While both the Department of Veterans Affairs (VA) and Social Security Administration (SSA) provide benefits to those with disabilities, these programs have separate eligibility criteria. You could be eligible for VA benefits and ineligible for Social Security Disability (SSD) benefits and vice versa.
Below, learn more about the eligibility criteria for both programs to find out why being eligible for VA disability does not mean you are automatically eligible for SSD benefits. If you are unsure whether you may be able to obtain SSD benefits, contact a Harrisburg Social Security Disability lawyer at Schmidt Kramer for a free legal consultation. We have helped many people with disabilities obtain benefits and have extensive knowledge of the process, including filing an appeal.
Eligibility for Veterans Benefits
Many who serve in the U.S. Armed Forces suffer injuries that affect them long after their military service is concluded. If the injury is connected to their military service, meaning their service caused their injury/disability, they may be eligible for VA disability benefits. However, if you were dishonorably discharged from the military you will not be eligible.
When you apply for benefits, your condition receives a disability rating. You must receive a rating of 10 percent or more to be eligible for benefits.
While there are many medical conditions that may qualify for benefits, here are some common examples of conditions that may be connected to military service:
- Post-traumatic stress disorder
- Traumatic brain injury
- Loss of hearing
- Loss of vision
- Severe burns
- Respiratory damage
The VA also presumes some disabilities are service-connected, such as conditions suffered by former prisoners of war and Gulf War veterans who have undiagnosed illnesses and medically-unexplained chronic multi-symptom illnesses.
Eligibility for Social Security Disability Benefits
The main difference between the eligibility criteria for VA benefits and SSD benefits is the level of disability that is required to qualify. You could receive VA benefits with a rating as low as 10 percent. However, you need to have a much more severe disability to qualify for SSDI. While these two programs are not connected, your disability rating would likely need to be closer to 100 percent for you to also qualify for SSDI benefits.

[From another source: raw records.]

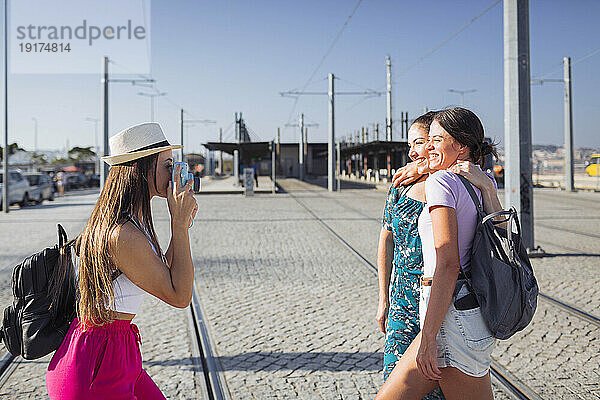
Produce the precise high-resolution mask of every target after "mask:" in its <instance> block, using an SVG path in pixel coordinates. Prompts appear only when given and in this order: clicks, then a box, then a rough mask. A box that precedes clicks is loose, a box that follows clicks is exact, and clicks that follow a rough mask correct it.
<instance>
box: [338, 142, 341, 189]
mask: <svg viewBox="0 0 600 400" xmlns="http://www.w3.org/2000/svg"><path fill="white" fill-rule="evenodd" d="M340 153H341V151H340V141H339V139H338V141H337V187H338V192H341V191H342V183H341V182H340V179H341V175H342V157H341V154H340Z"/></svg>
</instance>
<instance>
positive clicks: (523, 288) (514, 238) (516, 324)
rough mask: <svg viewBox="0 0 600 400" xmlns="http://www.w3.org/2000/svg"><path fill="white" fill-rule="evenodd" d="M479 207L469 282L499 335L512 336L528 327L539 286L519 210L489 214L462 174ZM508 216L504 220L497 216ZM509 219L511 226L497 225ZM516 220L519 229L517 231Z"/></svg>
mask: <svg viewBox="0 0 600 400" xmlns="http://www.w3.org/2000/svg"><path fill="white" fill-rule="evenodd" d="M458 177H459V178H460V179H461V181H462V182H463V183H464V185H465V187H466V188H467V191H468V192H469V195H470V196H471V198H472V199H473V202H474V203H475V208H476V209H477V228H476V230H475V237H474V239H473V247H472V248H471V271H470V276H467V279H466V282H467V285H469V289H471V291H472V292H473V293H474V294H475V297H476V299H477V303H478V304H479V306H480V307H481V314H482V315H483V319H484V320H485V322H486V324H487V326H488V328H489V330H490V331H491V332H492V335H494V337H495V338H497V339H508V338H509V337H511V336H512V335H514V334H515V333H516V332H518V331H520V330H522V329H523V328H525V327H526V326H527V325H528V324H529V323H530V322H531V319H532V318H533V314H534V313H535V310H536V308H537V297H538V293H539V288H538V284H537V281H536V279H535V276H534V275H533V268H532V267H531V262H530V261H529V257H528V256H527V251H526V249H525V247H524V246H523V243H522V242H521V226H520V224H519V218H518V215H517V210H515V208H514V207H512V208H511V209H510V210H508V211H505V210H503V211H498V212H495V213H493V214H490V215H486V214H485V212H484V211H483V207H482V206H481V204H480V202H479V199H478V198H477V195H476V194H475V191H474V190H473V187H472V186H471V183H470V182H469V181H468V180H467V179H466V178H464V177H463V176H461V175H458ZM499 216H504V217H506V218H505V219H504V220H502V221H499V222H498V221H494V220H493V218H495V217H499ZM504 222H506V223H507V229H503V228H501V227H499V226H496V225H498V224H501V223H504ZM513 224H514V225H515V226H516V230H517V231H516V232H513V230H512V227H513Z"/></svg>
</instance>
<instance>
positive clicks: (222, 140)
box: [219, 128, 224, 175]
mask: <svg viewBox="0 0 600 400" xmlns="http://www.w3.org/2000/svg"><path fill="white" fill-rule="evenodd" d="M219 143H223V128H219ZM219 171H220V172H221V175H223V173H224V169H223V150H219Z"/></svg>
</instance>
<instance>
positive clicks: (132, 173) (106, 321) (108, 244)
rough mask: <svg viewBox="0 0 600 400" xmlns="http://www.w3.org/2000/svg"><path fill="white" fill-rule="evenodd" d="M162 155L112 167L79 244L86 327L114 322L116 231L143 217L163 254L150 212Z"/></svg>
mask: <svg viewBox="0 0 600 400" xmlns="http://www.w3.org/2000/svg"><path fill="white" fill-rule="evenodd" d="M157 162H158V154H153V155H150V156H147V157H144V158H140V159H138V160H135V161H132V162H130V163H127V164H122V165H115V166H113V167H111V169H110V172H109V173H108V177H107V179H106V183H105V185H104V188H103V189H102V192H101V193H100V197H99V198H98V202H97V203H96V206H95V207H94V210H93V211H92V215H91V216H90V218H89V220H88V223H87V225H86V226H85V228H84V230H83V232H82V233H81V235H79V238H78V240H77V243H76V249H77V253H78V255H79V302H78V309H77V313H78V317H79V319H80V321H81V323H82V325H83V326H84V327H91V326H98V325H103V324H106V323H109V322H112V321H113V320H114V312H113V311H111V310H110V308H111V307H113V306H114V301H115V296H114V291H113V287H112V281H113V279H114V278H115V277H116V276H117V275H118V274H119V271H118V269H117V267H116V265H115V263H114V261H113V259H112V258H111V256H110V254H111V251H110V250H111V249H110V238H111V234H112V232H113V230H114V229H115V228H116V227H118V226H121V225H123V224H125V223H126V222H127V221H128V220H129V218H130V217H129V216H130V215H131V216H136V217H137V216H139V217H140V221H139V222H140V223H141V225H142V226H143V227H144V228H145V230H146V231H147V233H148V236H149V238H150V241H151V243H152V245H153V246H154V248H155V249H156V250H157V252H159V253H161V250H160V246H159V244H158V240H157V238H156V232H155V231H154V224H153V222H152V211H151V208H150V187H149V186H150V182H151V181H152V182H153V184H154V186H156V176H155V175H156V164H157Z"/></svg>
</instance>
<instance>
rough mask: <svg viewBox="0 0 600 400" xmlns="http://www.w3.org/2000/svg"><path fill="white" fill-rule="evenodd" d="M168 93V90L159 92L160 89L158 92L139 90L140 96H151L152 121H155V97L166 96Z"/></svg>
mask: <svg viewBox="0 0 600 400" xmlns="http://www.w3.org/2000/svg"><path fill="white" fill-rule="evenodd" d="M166 94H167V92H159V91H156V93H144V92H138V95H140V96H145V97H150V122H154V98H155V97H160V96H165V95H166Z"/></svg>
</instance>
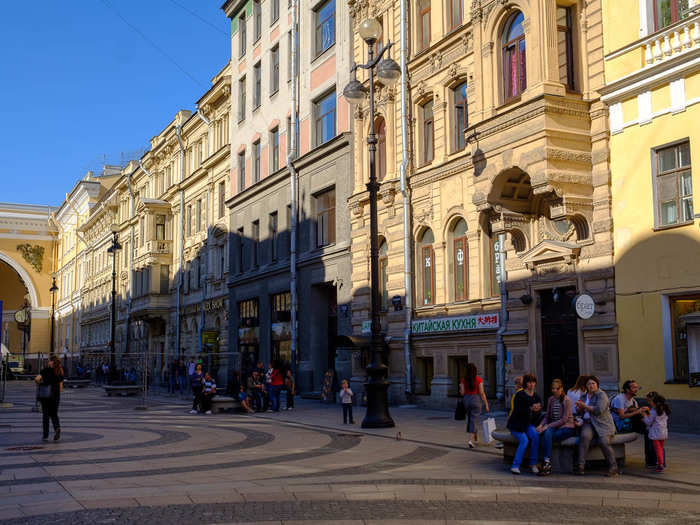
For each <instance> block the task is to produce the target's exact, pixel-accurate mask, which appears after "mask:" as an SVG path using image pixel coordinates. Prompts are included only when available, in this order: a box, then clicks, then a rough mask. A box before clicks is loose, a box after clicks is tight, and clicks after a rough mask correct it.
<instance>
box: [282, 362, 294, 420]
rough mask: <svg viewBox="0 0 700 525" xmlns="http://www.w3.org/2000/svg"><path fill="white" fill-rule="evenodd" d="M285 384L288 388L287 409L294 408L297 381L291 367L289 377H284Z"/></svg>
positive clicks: (288, 371) (284, 384)
mask: <svg viewBox="0 0 700 525" xmlns="http://www.w3.org/2000/svg"><path fill="white" fill-rule="evenodd" d="M284 385H285V387H286V389H287V410H294V395H295V394H296V383H295V382H294V375H293V374H292V371H291V369H290V370H287V377H285V378H284Z"/></svg>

Before 2017, the Social Security Administration would take your approval for VA benefits into account when determining your eligibility for SSD benefits. That said, the SSA will review evidence the VA considered when deciding if you should be approved for SSD benefits.

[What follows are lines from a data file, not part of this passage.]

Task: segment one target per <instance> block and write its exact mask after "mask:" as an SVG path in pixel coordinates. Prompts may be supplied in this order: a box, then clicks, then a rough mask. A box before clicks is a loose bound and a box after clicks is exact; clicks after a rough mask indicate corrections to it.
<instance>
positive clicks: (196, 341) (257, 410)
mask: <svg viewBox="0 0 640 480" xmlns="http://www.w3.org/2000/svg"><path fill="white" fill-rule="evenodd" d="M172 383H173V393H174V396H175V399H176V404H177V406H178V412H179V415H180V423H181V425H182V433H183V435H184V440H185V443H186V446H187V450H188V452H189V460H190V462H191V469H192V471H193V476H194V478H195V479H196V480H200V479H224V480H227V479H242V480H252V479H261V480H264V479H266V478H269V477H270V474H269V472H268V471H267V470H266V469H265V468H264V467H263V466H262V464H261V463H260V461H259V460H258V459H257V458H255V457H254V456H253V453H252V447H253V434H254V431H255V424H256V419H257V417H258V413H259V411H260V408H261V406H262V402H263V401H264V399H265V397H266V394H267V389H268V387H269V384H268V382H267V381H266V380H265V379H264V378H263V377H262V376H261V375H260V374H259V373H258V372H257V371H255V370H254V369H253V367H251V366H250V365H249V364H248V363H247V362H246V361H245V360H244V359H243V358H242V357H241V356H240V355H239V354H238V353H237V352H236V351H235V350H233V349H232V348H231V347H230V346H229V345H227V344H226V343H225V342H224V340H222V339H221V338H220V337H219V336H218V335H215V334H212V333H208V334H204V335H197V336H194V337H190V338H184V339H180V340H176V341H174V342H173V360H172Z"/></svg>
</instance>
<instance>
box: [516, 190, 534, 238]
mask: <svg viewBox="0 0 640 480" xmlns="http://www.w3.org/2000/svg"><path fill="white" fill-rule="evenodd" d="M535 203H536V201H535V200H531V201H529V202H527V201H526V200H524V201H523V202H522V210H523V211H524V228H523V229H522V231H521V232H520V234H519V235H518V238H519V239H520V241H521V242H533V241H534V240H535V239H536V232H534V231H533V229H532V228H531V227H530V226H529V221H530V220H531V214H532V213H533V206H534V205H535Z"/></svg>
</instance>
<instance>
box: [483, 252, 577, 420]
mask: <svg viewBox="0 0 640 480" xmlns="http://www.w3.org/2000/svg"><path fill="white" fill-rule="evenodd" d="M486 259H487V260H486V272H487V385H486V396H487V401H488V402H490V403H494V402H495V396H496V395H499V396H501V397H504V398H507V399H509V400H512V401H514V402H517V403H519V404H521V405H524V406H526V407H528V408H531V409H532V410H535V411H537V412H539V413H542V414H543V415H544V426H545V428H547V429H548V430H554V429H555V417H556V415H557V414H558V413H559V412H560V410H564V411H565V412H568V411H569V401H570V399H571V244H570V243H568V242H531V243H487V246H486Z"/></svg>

While you can still work and receive both VA benefits and SSD benefits, you cannot earn more than the substantial gainful activity (SGA) limit set by the SSA and still qualify for SSD benefits. In 2020, the SGA limit for blind individuals is $2,110 and $1,260 for non-blind individuals.
Generally, those who are eligible for SSDI work very little or do not work at all because they have suffered a severe injury, or their medical condition has deteriorated and caused significant physical or mental impairment. You could be much less disabled and able to work more often and still qualify for VA disability benefits.

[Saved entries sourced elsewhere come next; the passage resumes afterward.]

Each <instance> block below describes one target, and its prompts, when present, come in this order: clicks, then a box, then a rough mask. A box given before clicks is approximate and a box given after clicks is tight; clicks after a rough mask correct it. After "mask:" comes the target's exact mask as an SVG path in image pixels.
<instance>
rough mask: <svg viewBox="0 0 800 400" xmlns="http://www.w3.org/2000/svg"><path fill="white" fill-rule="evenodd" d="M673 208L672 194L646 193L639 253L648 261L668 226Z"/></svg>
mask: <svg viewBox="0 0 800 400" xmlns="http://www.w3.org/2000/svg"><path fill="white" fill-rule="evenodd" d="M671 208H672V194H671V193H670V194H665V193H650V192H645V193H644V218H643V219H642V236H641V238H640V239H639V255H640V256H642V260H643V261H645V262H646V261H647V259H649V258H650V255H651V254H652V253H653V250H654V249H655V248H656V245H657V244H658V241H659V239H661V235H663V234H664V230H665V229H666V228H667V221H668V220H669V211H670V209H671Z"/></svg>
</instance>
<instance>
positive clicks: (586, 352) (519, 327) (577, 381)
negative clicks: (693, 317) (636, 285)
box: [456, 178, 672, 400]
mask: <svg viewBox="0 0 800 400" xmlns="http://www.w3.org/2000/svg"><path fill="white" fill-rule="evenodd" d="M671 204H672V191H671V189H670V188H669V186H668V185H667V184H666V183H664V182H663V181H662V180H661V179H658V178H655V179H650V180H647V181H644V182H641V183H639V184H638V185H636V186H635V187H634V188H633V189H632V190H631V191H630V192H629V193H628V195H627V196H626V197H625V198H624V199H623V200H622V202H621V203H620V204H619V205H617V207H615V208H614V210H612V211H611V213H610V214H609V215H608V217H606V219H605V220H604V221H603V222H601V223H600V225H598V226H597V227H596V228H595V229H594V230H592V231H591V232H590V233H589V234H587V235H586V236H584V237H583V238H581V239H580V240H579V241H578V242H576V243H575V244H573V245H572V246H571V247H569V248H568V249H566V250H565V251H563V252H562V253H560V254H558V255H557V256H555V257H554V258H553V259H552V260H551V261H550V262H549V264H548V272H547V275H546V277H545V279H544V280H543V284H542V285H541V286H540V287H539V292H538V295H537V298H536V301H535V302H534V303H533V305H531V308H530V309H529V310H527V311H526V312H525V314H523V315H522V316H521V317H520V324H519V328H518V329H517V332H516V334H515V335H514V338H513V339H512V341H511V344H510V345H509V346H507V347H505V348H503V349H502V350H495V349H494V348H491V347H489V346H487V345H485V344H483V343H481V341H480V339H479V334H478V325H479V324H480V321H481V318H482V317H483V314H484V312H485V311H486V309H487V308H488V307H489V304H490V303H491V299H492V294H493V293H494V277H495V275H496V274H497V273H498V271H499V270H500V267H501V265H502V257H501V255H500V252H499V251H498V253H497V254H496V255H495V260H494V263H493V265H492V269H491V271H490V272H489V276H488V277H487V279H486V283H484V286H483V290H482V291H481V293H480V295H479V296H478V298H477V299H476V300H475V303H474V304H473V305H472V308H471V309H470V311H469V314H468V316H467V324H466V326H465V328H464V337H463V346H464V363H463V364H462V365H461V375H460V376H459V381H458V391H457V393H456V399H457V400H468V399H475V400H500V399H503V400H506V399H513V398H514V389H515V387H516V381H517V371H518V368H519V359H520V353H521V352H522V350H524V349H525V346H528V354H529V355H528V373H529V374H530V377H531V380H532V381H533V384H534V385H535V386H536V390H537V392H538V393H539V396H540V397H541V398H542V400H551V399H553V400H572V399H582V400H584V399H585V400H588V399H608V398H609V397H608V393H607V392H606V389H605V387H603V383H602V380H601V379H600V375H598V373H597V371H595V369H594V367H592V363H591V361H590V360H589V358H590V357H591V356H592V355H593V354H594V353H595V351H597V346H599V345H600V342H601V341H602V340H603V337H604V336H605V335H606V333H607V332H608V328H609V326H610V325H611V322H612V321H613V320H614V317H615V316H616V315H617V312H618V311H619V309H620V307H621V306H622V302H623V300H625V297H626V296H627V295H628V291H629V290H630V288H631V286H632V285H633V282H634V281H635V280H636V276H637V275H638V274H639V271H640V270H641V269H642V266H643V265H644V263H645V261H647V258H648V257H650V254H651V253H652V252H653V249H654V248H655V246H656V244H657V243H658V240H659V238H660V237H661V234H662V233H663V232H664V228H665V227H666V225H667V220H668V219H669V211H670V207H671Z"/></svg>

VA Disability Can Offset Supplemental Security Income Benefits
If you apply for Supplemental Security Income benefits and are approved, the amount you receive will be offset by VA disability compensation. This is because VA disability compensation counts as earned income. For example, if you receive $500 per month from the VA, $500 will be deducted from your SSI payment.
Has Your SSD Application Been Denied or Are You Unsure if You Are Eligible?
At Schmidt Kramer, we take cases on contingency. The initial consultation is free and there is no obligation for you to hire us after the consultation. There is no risk to you in meeting with one of our licensed attorneys to discuss your medical condition and whether you may be able to obtain benefits.
Many initial applications for benefits are denied, even though the applicant may be eligible. The SSA wants to prevent frivolous applications. That is why you should not be discouraged if your application is denied.